なぜ多品目少量栽培が儲かるのか
多品目少量栽培のメリット
少ない品目を大量に作ることが、現在の農業では主流になっています。
しかし、こうしたやり方だけが農業ではありません。
多くの品目を少量ずつ作って販売するという多品目少量栽培を選んだコスモファームの中村敏樹さん。その魅力や、栽培の基本、6次化への取り組み、販路の確保などについて分かりやすくまとめた本が「多品目少量栽培で成功できる!! 小さな農業の稼ぎ方」(誠文堂新光社)です。
多品目少量栽培のメリットは、「新しい品目・品種に挑戦できる」「小規模農家でも可能」「価格を自由に決められる」「競争が少ない」の4つだと紹介しています。
成功に必要な4つのルール
さらに、多品目少量栽培で成功するために、中村さんは4つのルールを掲げました。
1.旬のものを作ること
2.作付けのバランス
3.加工を最優先にしないこと
4.自分が作る野菜について勉強すること
これらはそれぞれ、多品目少量栽培のメリットを生かすためのルールでもあります。
例えば、単品目では、年間で旬の時期は限られます。一方、多品目の場合は常に何かしらの旬が回ってくることになります。年中、旬の野菜が出荷できるということは、年中おいしさを届けられるということです。せっかくの強みを生かさない手はありません。

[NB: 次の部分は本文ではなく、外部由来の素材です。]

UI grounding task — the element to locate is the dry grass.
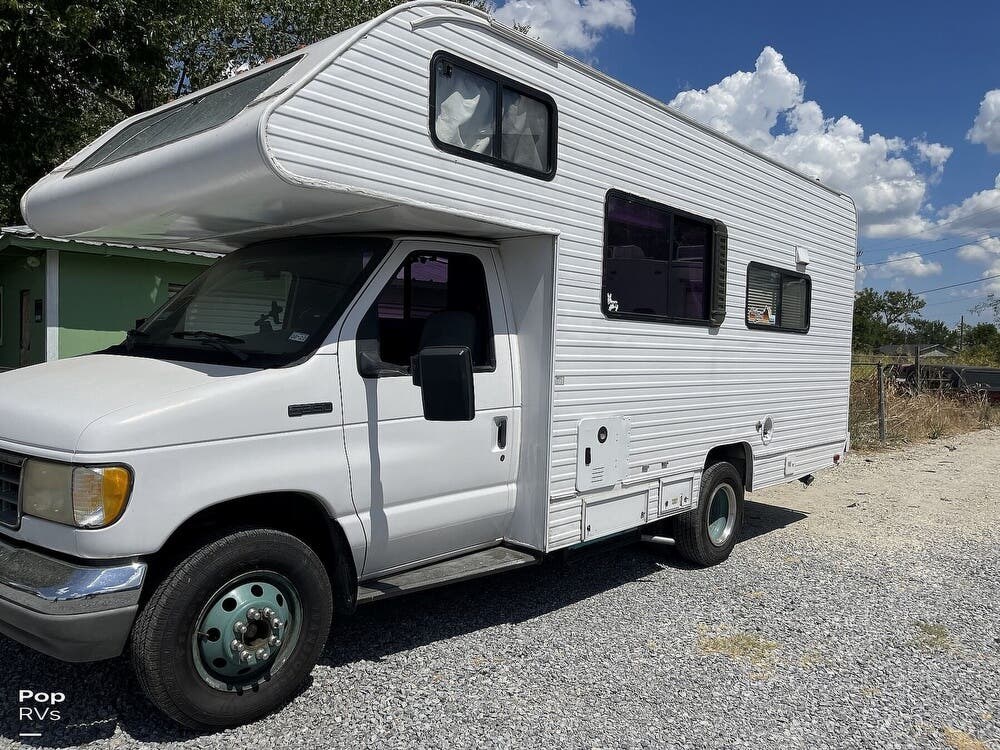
[850,374,1000,448]
[698,633,778,667]
[942,727,990,750]
[914,621,952,651]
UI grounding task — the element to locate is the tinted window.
[602,193,713,322]
[73,59,298,172]
[358,253,495,375]
[431,55,555,177]
[746,263,812,333]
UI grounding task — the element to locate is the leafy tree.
[910,318,958,349]
[0,0,488,224]
[0,0,187,223]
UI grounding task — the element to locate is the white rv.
[0,0,857,728]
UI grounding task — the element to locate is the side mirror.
[412,346,476,422]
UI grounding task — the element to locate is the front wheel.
[132,529,333,730]
[674,461,743,566]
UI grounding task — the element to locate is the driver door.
[338,242,517,577]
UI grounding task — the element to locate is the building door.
[338,242,517,575]
[18,289,31,367]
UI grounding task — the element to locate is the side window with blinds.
[430,52,556,180]
[746,263,812,333]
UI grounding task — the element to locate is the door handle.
[496,417,507,450]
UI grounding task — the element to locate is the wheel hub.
[195,578,295,685]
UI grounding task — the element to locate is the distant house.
[0,227,219,370]
[878,344,958,359]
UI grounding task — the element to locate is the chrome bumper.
[0,541,146,661]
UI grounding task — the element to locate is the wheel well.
[143,492,358,614]
[705,443,753,492]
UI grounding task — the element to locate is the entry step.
[358,547,541,604]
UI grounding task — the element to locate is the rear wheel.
[674,461,743,566]
[132,529,333,729]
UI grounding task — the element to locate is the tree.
[910,318,958,349]
[0,0,188,223]
[0,0,488,224]
[971,292,1000,325]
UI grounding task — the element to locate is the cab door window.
[358,252,496,377]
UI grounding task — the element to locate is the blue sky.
[497,0,1000,323]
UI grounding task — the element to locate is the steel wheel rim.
[190,571,302,692]
[708,484,736,547]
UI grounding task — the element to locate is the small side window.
[746,263,812,333]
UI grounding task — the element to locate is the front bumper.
[0,541,146,662]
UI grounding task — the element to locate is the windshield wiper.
[170,331,250,362]
[122,328,149,352]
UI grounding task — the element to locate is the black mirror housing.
[412,346,476,422]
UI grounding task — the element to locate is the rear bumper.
[0,541,146,662]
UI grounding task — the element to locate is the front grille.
[0,453,24,529]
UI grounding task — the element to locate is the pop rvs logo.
[17,690,66,723]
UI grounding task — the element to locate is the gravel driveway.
[0,431,1000,750]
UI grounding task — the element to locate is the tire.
[131,529,333,730]
[674,461,743,567]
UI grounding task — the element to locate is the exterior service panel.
[263,4,857,549]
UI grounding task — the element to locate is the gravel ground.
[0,431,1000,750]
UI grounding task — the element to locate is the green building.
[0,227,219,370]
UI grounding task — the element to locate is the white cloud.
[670,47,952,236]
[958,236,1000,295]
[965,89,1000,154]
[882,251,942,277]
[913,139,955,179]
[494,0,635,52]
[937,174,1000,236]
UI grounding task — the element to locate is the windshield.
[108,237,391,367]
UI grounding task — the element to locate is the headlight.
[21,459,132,529]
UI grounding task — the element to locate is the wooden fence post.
[878,362,885,443]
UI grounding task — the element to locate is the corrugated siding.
[267,7,856,546]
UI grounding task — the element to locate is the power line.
[924,292,993,307]
[860,206,1000,260]
[914,273,1000,294]
[861,237,992,268]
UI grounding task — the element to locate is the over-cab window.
[358,253,496,377]
[601,191,727,326]
[747,263,812,333]
[73,57,301,173]
[431,54,556,178]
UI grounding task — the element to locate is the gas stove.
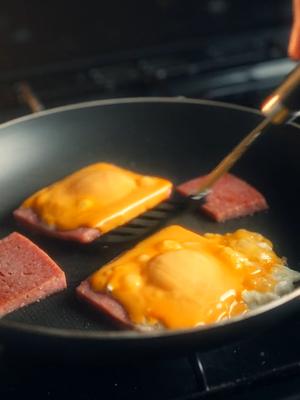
[0,0,300,400]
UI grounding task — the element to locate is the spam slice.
[0,232,66,317]
[77,225,300,330]
[177,174,268,222]
[14,163,172,243]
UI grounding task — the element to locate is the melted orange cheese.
[90,226,283,328]
[22,163,172,233]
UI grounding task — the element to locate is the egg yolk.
[90,226,283,328]
[22,163,172,233]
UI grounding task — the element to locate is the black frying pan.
[0,98,300,360]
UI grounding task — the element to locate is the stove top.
[0,317,300,400]
[0,0,300,400]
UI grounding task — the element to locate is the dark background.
[0,0,291,73]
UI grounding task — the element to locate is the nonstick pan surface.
[0,98,300,359]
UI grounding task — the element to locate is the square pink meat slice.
[177,174,268,222]
[0,232,66,317]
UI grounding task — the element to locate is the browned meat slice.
[0,232,66,317]
[76,279,133,328]
[13,208,101,243]
[177,174,268,222]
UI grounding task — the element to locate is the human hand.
[288,0,300,60]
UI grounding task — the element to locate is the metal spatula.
[102,65,300,242]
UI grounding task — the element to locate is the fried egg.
[90,225,300,329]
[22,163,172,233]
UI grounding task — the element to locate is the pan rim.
[0,96,300,129]
[0,96,300,341]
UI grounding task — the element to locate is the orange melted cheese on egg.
[22,163,172,233]
[90,226,283,328]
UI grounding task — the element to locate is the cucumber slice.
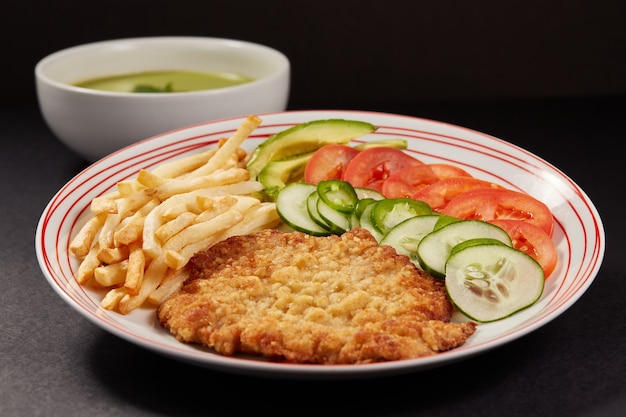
[380,214,439,269]
[317,193,350,235]
[433,214,461,231]
[306,191,332,232]
[371,198,433,235]
[356,199,383,242]
[276,182,331,236]
[445,243,545,323]
[417,220,512,278]
[354,187,385,200]
[448,236,504,256]
[317,180,359,214]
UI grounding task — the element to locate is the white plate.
[35,111,605,378]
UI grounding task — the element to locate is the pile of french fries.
[70,116,280,314]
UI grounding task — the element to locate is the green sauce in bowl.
[74,71,254,93]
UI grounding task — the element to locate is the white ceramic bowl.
[35,36,290,161]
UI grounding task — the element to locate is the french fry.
[70,213,107,258]
[76,242,100,284]
[154,211,198,242]
[113,199,160,246]
[124,242,146,295]
[70,116,280,314]
[89,196,117,214]
[188,116,261,175]
[97,246,128,264]
[93,259,128,287]
[100,287,126,310]
[163,210,243,251]
[155,168,250,201]
[118,255,168,314]
[152,149,217,178]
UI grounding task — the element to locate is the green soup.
[74,71,253,93]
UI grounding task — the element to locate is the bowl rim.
[34,36,291,100]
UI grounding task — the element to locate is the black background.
[0,0,626,417]
[0,0,626,110]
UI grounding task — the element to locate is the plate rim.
[35,110,606,379]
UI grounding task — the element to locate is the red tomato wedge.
[489,219,558,278]
[304,145,359,184]
[411,177,504,211]
[382,164,439,198]
[342,146,423,191]
[426,164,472,180]
[441,188,554,236]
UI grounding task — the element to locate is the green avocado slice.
[258,151,315,201]
[247,119,377,178]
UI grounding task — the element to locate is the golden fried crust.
[157,229,476,364]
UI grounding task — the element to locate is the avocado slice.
[247,119,377,178]
[258,151,315,201]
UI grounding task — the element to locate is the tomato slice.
[489,219,558,278]
[411,177,504,212]
[304,145,359,184]
[382,164,439,198]
[342,146,423,192]
[441,188,554,236]
[427,164,472,180]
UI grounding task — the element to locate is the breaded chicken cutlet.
[157,228,476,364]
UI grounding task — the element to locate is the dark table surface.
[0,97,626,417]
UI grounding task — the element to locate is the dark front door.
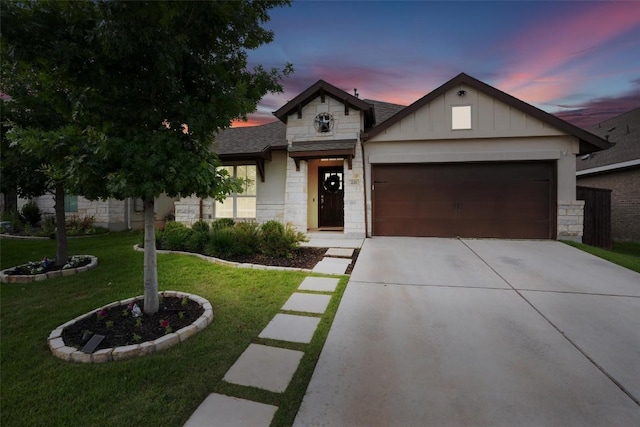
[318,167,344,227]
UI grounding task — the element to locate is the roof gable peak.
[273,79,375,127]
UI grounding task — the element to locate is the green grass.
[565,241,640,273]
[0,233,347,426]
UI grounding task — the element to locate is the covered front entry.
[318,166,344,228]
[372,161,556,239]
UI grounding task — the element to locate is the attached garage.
[371,161,557,239]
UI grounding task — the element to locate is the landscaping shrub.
[67,216,96,236]
[42,215,56,234]
[191,220,211,233]
[2,211,24,233]
[207,227,240,257]
[233,222,260,255]
[156,222,193,251]
[185,228,209,254]
[260,220,306,257]
[211,218,236,230]
[20,201,42,227]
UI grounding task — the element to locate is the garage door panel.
[372,162,556,238]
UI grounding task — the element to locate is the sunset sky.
[235,0,640,127]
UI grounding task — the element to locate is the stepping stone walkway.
[184,276,342,427]
[312,248,353,274]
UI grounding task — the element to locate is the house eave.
[576,159,640,177]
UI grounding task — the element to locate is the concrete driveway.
[294,237,640,427]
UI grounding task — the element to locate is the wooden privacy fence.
[576,187,611,249]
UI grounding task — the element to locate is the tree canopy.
[2,0,292,311]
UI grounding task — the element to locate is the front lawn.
[0,233,347,426]
[565,241,640,273]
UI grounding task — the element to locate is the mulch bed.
[5,258,91,276]
[224,246,360,274]
[62,297,204,350]
[62,247,360,350]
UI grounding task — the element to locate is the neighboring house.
[175,73,609,240]
[576,108,640,242]
[18,194,176,231]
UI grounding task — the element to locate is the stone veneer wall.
[18,194,126,231]
[174,196,204,225]
[256,201,284,224]
[577,168,640,242]
[558,200,584,242]
[344,140,366,238]
[284,158,309,233]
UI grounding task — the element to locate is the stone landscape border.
[47,291,213,363]
[0,255,98,283]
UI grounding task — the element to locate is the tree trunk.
[54,182,69,266]
[144,199,160,314]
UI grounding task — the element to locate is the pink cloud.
[554,79,640,128]
[496,2,640,102]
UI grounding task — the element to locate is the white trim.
[576,159,640,176]
[369,150,562,164]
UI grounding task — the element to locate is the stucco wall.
[256,151,287,223]
[577,168,640,242]
[375,85,563,141]
[365,136,577,237]
[365,85,581,241]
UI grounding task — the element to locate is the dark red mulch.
[224,246,327,270]
[62,297,204,350]
[5,258,91,276]
[224,246,360,274]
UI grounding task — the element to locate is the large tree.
[0,2,103,265]
[1,0,292,313]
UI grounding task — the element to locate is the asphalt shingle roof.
[576,108,640,171]
[364,99,406,125]
[213,121,287,156]
[213,99,405,156]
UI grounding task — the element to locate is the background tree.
[3,0,292,313]
[87,1,291,313]
[0,2,102,265]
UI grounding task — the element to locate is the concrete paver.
[258,314,320,344]
[282,292,331,314]
[184,393,278,427]
[298,276,340,292]
[224,344,304,393]
[325,248,354,258]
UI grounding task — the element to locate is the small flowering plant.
[62,255,91,270]
[7,255,91,276]
[160,319,172,334]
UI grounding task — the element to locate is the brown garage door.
[372,162,556,239]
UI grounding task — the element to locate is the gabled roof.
[213,122,287,160]
[576,108,640,172]
[273,80,376,129]
[365,73,610,154]
[364,99,407,123]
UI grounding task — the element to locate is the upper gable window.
[314,113,333,133]
[451,105,471,130]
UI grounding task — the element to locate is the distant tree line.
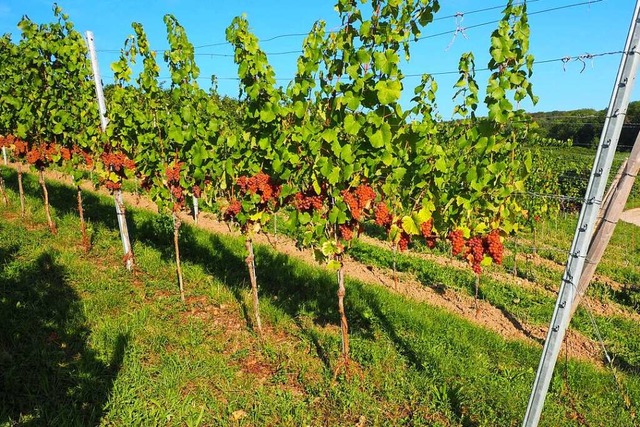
[531,101,640,151]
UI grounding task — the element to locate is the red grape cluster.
[341,184,376,221]
[165,160,185,212]
[398,230,411,251]
[338,224,354,241]
[420,218,437,249]
[484,230,504,264]
[100,153,136,172]
[293,190,324,213]
[447,229,464,256]
[100,152,136,190]
[236,172,281,203]
[164,162,184,184]
[72,145,93,167]
[448,229,504,274]
[374,202,393,227]
[467,236,484,274]
[223,199,242,221]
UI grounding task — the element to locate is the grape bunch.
[223,199,242,221]
[165,161,186,212]
[236,172,281,204]
[340,184,376,221]
[467,236,484,274]
[374,202,393,228]
[292,189,323,213]
[100,151,136,191]
[447,229,464,256]
[398,230,411,251]
[484,230,504,264]
[420,218,437,249]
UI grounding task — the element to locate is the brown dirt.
[5,163,629,364]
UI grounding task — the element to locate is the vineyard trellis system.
[0,0,624,424]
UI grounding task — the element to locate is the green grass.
[0,169,640,426]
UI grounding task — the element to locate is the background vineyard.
[0,0,640,425]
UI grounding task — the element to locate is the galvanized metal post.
[522,0,640,427]
[85,31,133,270]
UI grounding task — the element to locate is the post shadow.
[0,245,129,425]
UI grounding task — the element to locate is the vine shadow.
[0,245,129,426]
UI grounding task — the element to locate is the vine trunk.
[18,163,25,218]
[173,212,185,302]
[245,236,262,335]
[338,260,349,361]
[38,169,58,234]
[76,185,91,252]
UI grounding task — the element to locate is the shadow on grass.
[4,170,373,367]
[0,245,128,425]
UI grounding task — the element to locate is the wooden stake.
[38,169,58,234]
[173,212,185,303]
[571,134,640,316]
[245,235,262,336]
[18,163,25,219]
[337,258,349,362]
[76,185,91,253]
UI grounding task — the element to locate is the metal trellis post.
[522,0,640,427]
[85,31,133,270]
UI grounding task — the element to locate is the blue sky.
[0,0,640,118]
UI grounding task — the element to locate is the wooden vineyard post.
[86,31,134,271]
[18,162,25,219]
[38,169,58,234]
[571,134,640,315]
[522,0,640,427]
[245,235,262,336]
[337,259,349,362]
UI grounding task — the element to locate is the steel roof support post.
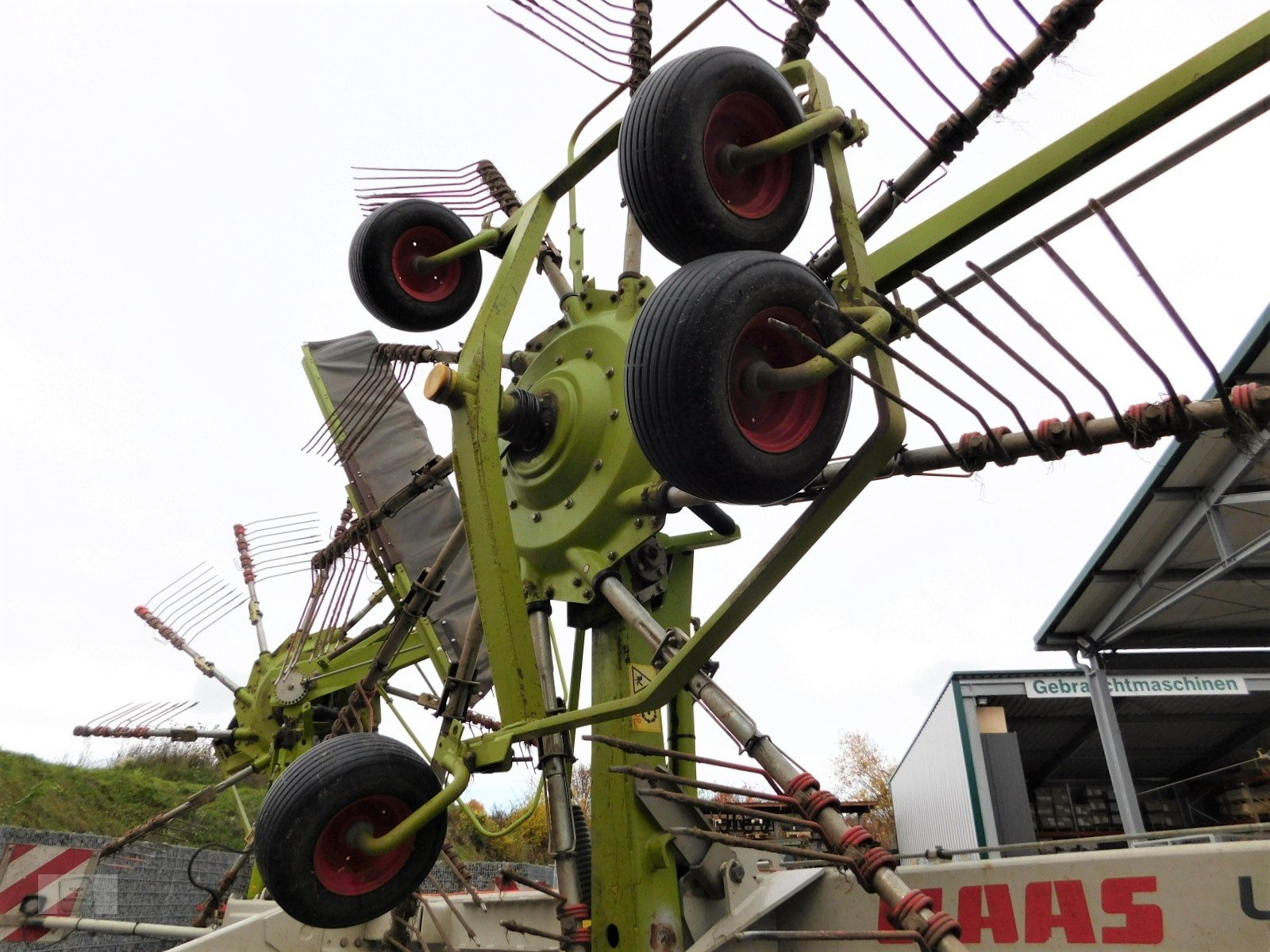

また、たまたまヒットした品目を翌年に多く育てることも勧めていません。翌年にも、その品目がヒットするとは限らないからです。多品目少量栽培は環境変化へのリスク回避にも適していると言えるでしょう。中村さんは「品種が多くて、何が当たったのか分からない」くらいが理想だとしています。
多品目で取り組む第6次産業
6次化するメリット
6次産業化についても、本では大きく取り上げられています。
多品目少量栽培の場合、西洋野菜や伝統野菜など珍しい野菜の栽培にも手を広げやすく、こうした野菜の加工品は目新しさで消費者を引き付けることもできます。
ただし、捨てるのにはもったいない少量の野菜を無駄にしないための手段が加工品です。先のルールに挙げたように、加工ありきではなく、あくまで栽培が主になります。
マーケットインの考え方で進める6次化
6次化で必要になってくるのが、「マーケットイン」の考え方です。
マーケットインとは、消費者が求めるものを作るということ。多品目でも単品目でも必要な考え方です。
例えば、イチゴ農家にとってイチゴジャムといった6次化は思いつきやすいものの、直売所やスーパーマーケットでは、そもそも商品力がないと売れるかどうかは難しいものがあります。低価格もあれば高級志向もある中で、埋もれない魅力を作らなければなりません。
これを避けるためにマーケットインの考え方は役に立ちます。
一例として、中村さんが指摘するのは「口に近いところまで持って行く」ということ。
消費者目線で考えれば、買ってから食べるまでに料理をしたり、さらに下ごしらえまでする必要があると手間がかかって敬遠してしまいます。これを避けるために、なるべく買ってからすぐに食べられるように、「口に近いところまで持って行く」。ただし、手軽さだけでは、コンビニエンスストアの総菜などの競合品に見劣りすることも。新鮮さなど、農家ならではの差別化を考える必要があるとも注意しています。
販路を拡大するための方法
「多品目少量栽培の農家が、『流通や販売』でつまずくケースはとても多い」と中村さん。
販路にも差別化が必要であり、「5W2H」を意識すると良いと紹介しています。
5W2Hとは、「いつ、どこへ、誰が、何を、なぜ、いくらで、どのように」ということ。これを考えていくことで、買う相手の立場に立った工夫が生まれ、野菜が魅力的に見えてきます。
コスモファームでは、マルシェへの出店を地道に続けた結果、出会いが連鎖して、取引先が広がったそうです。
多品目少量栽培を実践するための一冊として
本書では、他にも具体的な栽培について、品種の選び方や作付けモデルケース、コスモファームの12カ月の作業や収穫品目も詳しく書かれています。
6次化についても、いざ始める際に迷う加工所の置き方や、食品衛生法などに基づく営業許可などのアドバイスが豊富。
新規就農者、小規模農家にとっても多品目少量栽培を実践するための一冊となっています。
◆著者プロフィール◆
中村敏樹(なかむら・としき)
1956年生まれ。長野県上田市出身。香川大学農学部園芸学科卒業後、農業指導員を経て農業コンサルタント・農業プロデューサーとなる。日本野菜ソムリエ協会講師、都市農山漁村交流活性化機構アドバイザー等。コンサルタント業のかたわら、トマト・オクラなどの野菜栽培・出荷を行う。2009年より有限会社コスモファームにて多品目少量栽培に取り組む。